DWI and ADC value have been proven to be a useful imaging marker for tumor diagnosis, differentiation of histologic grade, prediction of disease survival and therapeutic monitoring in various tumors [19]. Clinical DWI is usually scanned using SS-EPI technique because of the fast scan speed, however it is prone to geometric distortion, image blurring, and image artifacts, which is more severe in head and neck region [3]. As a solution, RESOLVE technique showed remarkable advantages over SS-EPI reflected in reduced distortion and artifact [3]. However the improvement in image quality is achieved at the cost of longer acquisition time, which is a potential drawback limiting the wide application of RESOLVE DWI in clinical practice. In our study, we found that SMS-RESOLVE DWI could allow a substantial reduction of scan time while maintaining image quality with no significant difference, thereby improving the clinical applicability of SMS-RESOLVE DWI in assessing parotid gland tumors.
Two problems are usually taken into account in DWI of head and neck region. The first one is artifact, and another one is the display capability of lesions. Previous studies have demonstrated the absolute advantage of RESOLVE DWI on these two aspects, compared with SS-EPI [4, 6] .When SMS technique is combined with RESOLVE DWI, whether the reduced acquisition time would hamper such advantage is not clarified. In our study, no significant differences on the subjective scores of artifact and lesion displayed, and the objective measurements of SNR ratio and CNR ratio were observed between SMS-RESOLVE DWI and RESOLVE DWI, which was similar with the study of Filli et al [10]. Our study result indicated that SMS technique reduced the scan time without a compromise on image quality and lesion display capability, which can increase the clinical usability of RESOLVE DWI for assessing parotid gland tumors.

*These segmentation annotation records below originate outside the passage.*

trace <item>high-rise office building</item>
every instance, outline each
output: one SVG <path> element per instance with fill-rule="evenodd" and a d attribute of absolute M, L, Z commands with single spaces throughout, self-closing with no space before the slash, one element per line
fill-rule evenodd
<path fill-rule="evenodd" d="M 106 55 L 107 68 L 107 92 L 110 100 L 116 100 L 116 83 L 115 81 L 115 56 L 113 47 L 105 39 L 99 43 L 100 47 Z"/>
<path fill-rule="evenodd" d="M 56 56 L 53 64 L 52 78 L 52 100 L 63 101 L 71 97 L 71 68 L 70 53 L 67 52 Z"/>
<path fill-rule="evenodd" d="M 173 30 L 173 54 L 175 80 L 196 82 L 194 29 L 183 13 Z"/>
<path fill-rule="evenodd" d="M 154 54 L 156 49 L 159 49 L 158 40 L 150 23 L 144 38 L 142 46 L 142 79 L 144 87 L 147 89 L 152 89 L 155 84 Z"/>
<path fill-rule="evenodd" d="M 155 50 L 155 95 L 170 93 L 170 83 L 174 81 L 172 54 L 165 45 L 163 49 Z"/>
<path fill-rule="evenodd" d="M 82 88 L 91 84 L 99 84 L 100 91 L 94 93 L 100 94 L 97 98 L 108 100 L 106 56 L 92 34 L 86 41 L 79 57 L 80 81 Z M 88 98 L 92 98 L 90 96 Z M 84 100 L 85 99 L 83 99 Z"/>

One more thing we must concern is that whether the advanced DWI technique would influence the ADC value. Previously, several studies compared the ADC value derived from SS-EPI and RESOLVE DWI, and paradoxical results were obtained. Zhao et al found that the ADC value of the sinonasal lesions on RESOVE DWI was lower than that on SS-EPI, while Bogner et al indicated that there was no significant difference on the ADC obtained from two DWI sequences [18, 20]. In this study, we compared the ADC derived from SMS-RESOLVE DWI and RESOLVE DWI respectively, and no significant difference was found on the ADC of both masseter and tumor, which was consistent with the findings of Filli et al [10]. Our study results indicated that SMS technique would not affect the measurement of ADC values. The derived diagnostic threshold value achieved from RESOLVE DWI based studies could be directly applied in SMS-RESOLVE DWI related study.

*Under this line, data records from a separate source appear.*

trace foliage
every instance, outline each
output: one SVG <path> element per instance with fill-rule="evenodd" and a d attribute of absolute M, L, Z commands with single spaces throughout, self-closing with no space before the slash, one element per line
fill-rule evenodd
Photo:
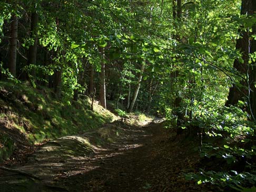
<path fill-rule="evenodd" d="M 118 115 L 121 117 L 125 117 L 127 115 L 127 113 L 125 111 L 123 111 L 119 109 L 115 109 L 115 112 L 117 113 Z"/>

The scan time is 5 minutes and 46 seconds for RESOLVE DWI of parotid gland in our study, which seems too long in clinic. During our study design, we tried a highly-optimized imaging parameter. Thirty slices with a slice thickness of 3 mm were used in our study, while the slice thickness usually ranged from 4 to 6 mm in previous studies [1, 2, 21]. The voxel size was 1.1 × 1.1 × 3.0 mm3, and the average number of each b value was set as 2. In our opinion, DWI based on so highly-optimized parameters can provide more anatomical information on diffusion map, which is very crucial for clinical evaluation of tumor and its adjacent structures. SMS technique can reduce the scan time by nearly 2 minutes, increasing the applicability of so highly-optimized parameters in clinical practice.

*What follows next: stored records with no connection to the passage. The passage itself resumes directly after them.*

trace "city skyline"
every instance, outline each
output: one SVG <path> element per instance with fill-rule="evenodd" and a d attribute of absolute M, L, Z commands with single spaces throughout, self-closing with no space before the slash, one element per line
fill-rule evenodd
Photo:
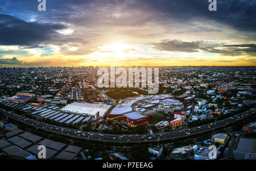
<path fill-rule="evenodd" d="M 255 1 L 5 1 L 0 64 L 255 66 Z"/>

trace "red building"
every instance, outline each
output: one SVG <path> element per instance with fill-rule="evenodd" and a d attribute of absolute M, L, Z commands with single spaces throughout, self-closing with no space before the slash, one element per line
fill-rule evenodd
<path fill-rule="evenodd" d="M 184 119 L 186 119 L 186 116 L 187 116 L 186 114 L 184 114 L 178 112 L 174 113 L 174 118 L 184 118 Z"/>
<path fill-rule="evenodd" d="M 123 114 L 108 114 L 107 119 L 113 121 L 115 119 L 122 120 L 130 127 L 137 127 L 148 123 L 148 116 L 142 115 L 137 112 L 131 112 Z"/>

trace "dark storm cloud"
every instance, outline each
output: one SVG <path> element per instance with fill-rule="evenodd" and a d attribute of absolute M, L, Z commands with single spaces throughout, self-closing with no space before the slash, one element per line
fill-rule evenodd
<path fill-rule="evenodd" d="M 217 11 L 214 12 L 208 10 L 208 0 L 48 1 L 45 12 L 37 10 L 39 3 L 35 1 L 5 1 L 2 2 L 2 11 L 23 18 L 33 14 L 42 20 L 78 25 L 86 23 L 86 27 L 103 23 L 131 26 L 149 21 L 184 23 L 194 19 L 213 20 L 241 30 L 256 30 L 255 0 L 217 0 Z M 27 16 L 24 12 L 28 12 Z M 112 15 L 115 13 L 123 15 L 120 17 Z"/>
<path fill-rule="evenodd" d="M 26 63 L 22 61 L 19 61 L 15 57 L 12 59 L 0 59 L 0 64 L 7 65 L 25 65 Z"/>
<path fill-rule="evenodd" d="M 256 56 L 256 44 L 254 44 L 226 45 L 205 41 L 189 42 L 177 40 L 163 40 L 160 43 L 152 44 L 160 51 L 187 53 L 204 52 L 226 56 Z"/>
<path fill-rule="evenodd" d="M 0 44 L 37 46 L 44 42 L 57 41 L 60 34 L 56 30 L 65 28 L 63 24 L 26 22 L 0 14 Z"/>

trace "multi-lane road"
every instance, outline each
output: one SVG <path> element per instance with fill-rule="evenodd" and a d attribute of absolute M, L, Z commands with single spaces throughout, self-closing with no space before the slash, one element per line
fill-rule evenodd
<path fill-rule="evenodd" d="M 216 122 L 201 126 L 195 128 L 185 128 L 172 132 L 158 133 L 151 135 L 112 135 L 100 134 L 97 132 L 88 132 L 79 131 L 69 128 L 65 128 L 53 125 L 40 122 L 36 120 L 26 118 L 24 116 L 20 116 L 13 111 L 9 111 L 0 108 L 0 112 L 9 118 L 22 122 L 31 127 L 66 136 L 86 140 L 100 141 L 104 143 L 142 143 L 150 142 L 158 142 L 177 138 L 186 137 L 203 132 L 213 131 L 228 125 L 238 122 L 255 114 L 255 108 L 237 114 L 232 117 L 218 120 Z"/>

There were several limitations should be noted. First, we did not compare our sequences with conventional SS-EPI based DWI, because the advantage of RESOLVE had been well demonstrated in previous studies [7, 8]. Second, we calculated the SNR ratio, CNR ratio and ADC values using multiple small and round ROIs those were manually placed. This method was prone to sampling bias. Third, most parotid gland tumors in our study were benign ones with clearly demarcated margin. Further large-scale studies enrolling more tumors with infiltrative margin and various histo-pathological subtypes could help us to confirm our findings, and evaluate the effect of SMS-RESOLVE DWI on diagnostic accuracy.